No fundo, é como se ela estivesse sempre lá, sem que estivesse de facto.
Desde sempre que me lembro do seu mexer invisível dos cordelinhos da família, muitas vezes incómodo, porque tocava o obrigatório, em vez do desejado.
No Natal, era "obrigatório" ir lá almoçar; em cada aniversário, era "obrigatório" reunir a família. E a "obrigação" tornava-se rotina subtil e intrínseca, raramente contestada.
Aquele "quando é que eu vos vejo?" pleno de dependência de terceiros, por imobilidade involuntária e causada pela velhice, doía-me, mas raramente lho mostrava, tentando antes minimizar o problema com a loucura do dia-a-dia, que não me possibilitava ir lá a casa todos os dias, nem mesmo todas as semanas.

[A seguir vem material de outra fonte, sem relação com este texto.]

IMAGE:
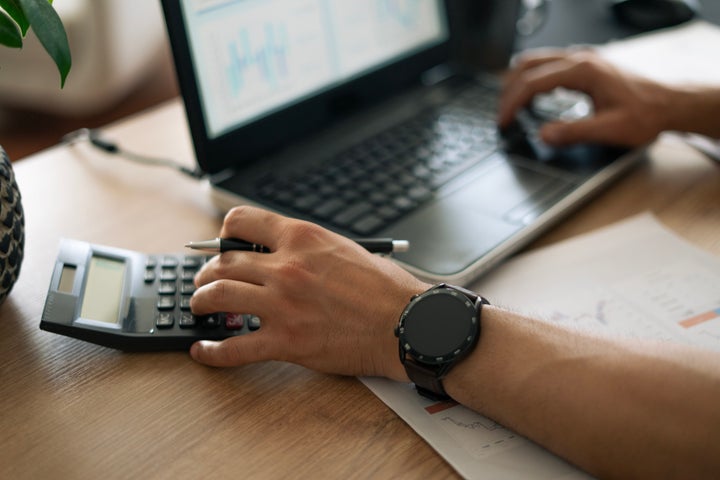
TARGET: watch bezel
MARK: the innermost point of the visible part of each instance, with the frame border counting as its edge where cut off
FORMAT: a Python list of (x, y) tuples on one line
[(458, 352)]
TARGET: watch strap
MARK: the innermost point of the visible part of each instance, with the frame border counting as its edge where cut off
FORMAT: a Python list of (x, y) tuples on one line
[(428, 378)]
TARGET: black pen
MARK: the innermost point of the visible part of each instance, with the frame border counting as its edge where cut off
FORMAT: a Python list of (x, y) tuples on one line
[(372, 245)]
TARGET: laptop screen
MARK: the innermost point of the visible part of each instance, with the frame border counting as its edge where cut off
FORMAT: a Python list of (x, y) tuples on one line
[(256, 57)]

E os cuidados com "o menino", como se eu fosse uma mãe inexperiente ou irresponsável...
E as "desculpas" por gostar tanto de nós, que raiava a obsessão.
E porque não consigo aceitar que este fim era inevitável? Se até estava anunciado
há muito? Alguém me disse que nunca se supera a morte dos avós, porque é uma falha irreparável e o fim de uma geração. No meu caso, a minha avó era mais que isso: foi minha segunda mãe (e minha primeira até aos 4 anos), e faz falta para manter unida esta pequeníssima família, de que tenho tão pouco orgulho.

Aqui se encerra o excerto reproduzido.